While this process may appear straight forward there are a number of moving parts. The first is that the data engineers must be familiar with, and constantly up-to-date on the security parameters to keep pace with changing security policies and compliance requirements.
Further, data is often stored across different platforms (for example: MySQL, Snowflake, Redshift, or Athena) each of which require different coding, inputs, and technology. This complicates not only the initial data procedures but also maintenance in the long run.
As part of maintaining security of the datasets the engineering team must continuously update access controls and masking as requirements change. Data masking becomes a burdensome task that can often overtake the engineering teams time.
Authorizing Users To Access Data
One aspect of the securitization of data is that users are granted access through either RBAC or ABAC. However, for users to gain and maintain their access controls often requires an approval process. Each user that wants to access data sends a request that ends up going to the data engineer who has to grant approval. In many cases, this is becoming an IT project where data engineers find themselves handling support tickets as a “rubber stamp”. While this is necessary to ensure that sensitive data is protected, it is often a time-consuming and inefficient use of the data engineer’s time.

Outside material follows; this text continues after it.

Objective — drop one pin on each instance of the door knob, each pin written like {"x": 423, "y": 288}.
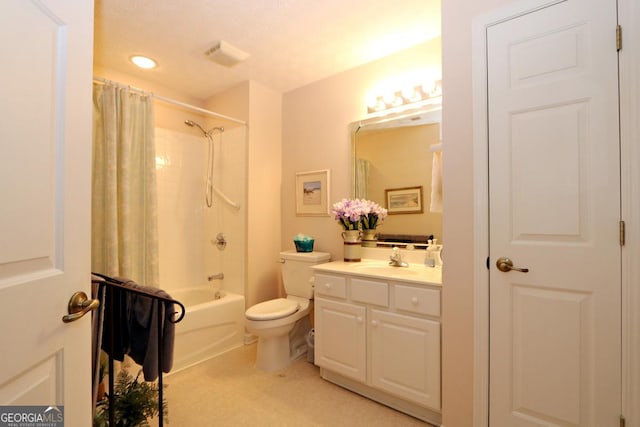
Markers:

Managing Data Access Audits
Different users require different anonymization processes. In theory data masking should be differentiated for different users based on their RBAC. However, not only are users often identified in the same way across data technologies. Sometimes these users also share common local user login information. Therefore, data masking needs to be configured as an exception to RBAC, complicating the RBAC design, and the data masking process.
Why Do Data Teams Execute Security Tasks?
I have personally had many discussions with security leaders about this topic. The consensus is that data access is a black box, or at least a vague area for security teams. Whereas in network security and endpoint security there’s relatively high visibility, when it comes to data access (or even “when it steps into the world of SQL”), security teams are often outside of their comfort zone or control, and therefore have to rely on data engineers to translate their requirements into code.
What’s Wrong With That?
We acknowledge that data security is a very high priority for organizations. It is necessary to ensure that the organization is in compliance while allowing data to be shared across the organization so that it can be more productive. However, when data engineering teams are responsibility for developing and maintaining data security this results in a number of problems:
- Data engineers are unsatisfied with their jobs. This can have a significant impact on the organization. Unsatisfied workers are more likely to leave an organization than satisfied workers, resulting in high turnover costs.
- As data is fueling the business, Gartner predicts that by 2023, “organizations that promote data sharing will outperform their peers.” When the teams that should fuel the business are busy implementing security and compliance requirements instead, that’s a problem for the business.
- In many cases there are gaps between the perception of security by the security, governance, privacy and compliance teams and what actually goes on in with data access (because they don’t have visibility into the actual policies).